Der Vertrag beginnt mit der Bereitstellung der Instanz. Eine etwaige Mindestlaufzeit ergibt sich aus dem Vertrag.
Nach Ablauf einer etwaigen Mindestlaufzeit kann der Vertrag zum Ende des jeweiligen Abrechnungszeitraums gekündigt werden; während einer kostenlosen Testphase bis zu deren letztem Tag.
Die Kündigung bedarf der Textform. Sie kann auch über die Funktion „Vertrag beenden" in der Anwendung erklärt werden.
Das Recht zur außerordentlichen Kündigung aus wichtigem Grund bleibt beiden Seiten unbenommen.
Nach dem Vertragsende bleibt der Zugang zur Anwendung noch 15 Tage bestehen, damit der Kunde seine Daten sichern kann. Danach wird der Zugang gesperrt; die Daten bleiben zunächst gespeichert.
Auf Wunsch stellt der Anbieter die Daten in einem gängigen Format bereit.
Drei Monate nach dem Vertragsende werden Instanz, Datenbank, Postfach und sämtliche Sicherungen vollständig gelöscht. Bis dahin werden die Daten ausschließlich zum Zweck der Rückgabe und einer möglichen Fortsetzung des Vertrages aufbewahrt.
Gesetzliche Aufbewahrungspflichten, insbesondere für Rechnungsunterlagen, bleiben unberührt.
Der Anbieter haftet unbeschränkt bei Vorsatz und grober Fahrlässigkeit, bei der Verletzung von Leben, Körper oder Gesundheit, nach dem Produkthaftungsgesetz sowie im Umfang einer übernommenen Garantie.
Bei einfacher Fahrlässigkeit haftet der Anbieter nur bei der Verletzung einer wesentlichen Vertragspflicht — also einer Pflicht, deren Erfüllung die ordnungsgemäße Durchführung des Vertrages überhaupt erst ermöglicht und auf deren Einhaltung der Kunde regelmäßig vertrauen darf. In diesem Fall ist die Haftung auf den vertragstypischen, vorhersehbaren Schaden begrenzt.
Für den Verlust von Daten haftet der Anbieter nur bis zu dem Aufwand, der für die Wiederherstellung aus ordnungsgemäß erstellten Sicherungen erforderlich ist.
Eine weitergehende Haftung ist ausgeschlossen.

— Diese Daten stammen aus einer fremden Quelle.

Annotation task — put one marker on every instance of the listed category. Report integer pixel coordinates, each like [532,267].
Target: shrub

Der Anbieter kann diese AGB mit Wirkung für die Zukunft ändern, wenn dies zur Anpassung an geänderte rechtliche Anforderungen oder an eine veränderte Leistung erforderlich ist. Änderungen werden dem Kunden mindestens sechs Wochen vor ihrem Wirksamwerden in Textform mitgeteilt.
Widerspricht der Kunde nicht innerhalb von sechs Wochen nach Zugang der Mitteilung, gelten die geänderten Bedingungen als angenommen. Auf diese Folge weist der Anbieter in der Mitteilung gesondert hin. Widerspricht der Kunde, kann jede Seite den Vertrag zum Zeitpunkt des Inkrafttretens der Änderung kündigen.

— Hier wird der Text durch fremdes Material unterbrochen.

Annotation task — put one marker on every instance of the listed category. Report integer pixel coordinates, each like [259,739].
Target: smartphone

Es gilt das Recht der Bundesrepublik Deutschland unter Ausschluss des UN-Kaufrechts.
Ist der Kunde Kaufmann, juristische Person des öffentlichen Rechts oder öffentlich-rechtliches Sondervermögen, ist ausschließlicher Gerichtsstand für alle Streitigkeiten aus diesem Vertragsverhältnis der Sitz des Anbieters.
Änderungen und Ergänzungen bedürfen der Textform. Sollte eine Bestimmung dieser AGB unwirksam sein oder werden, bleibt die Wirksamkeit der übrigen Bestimmungen unberührt.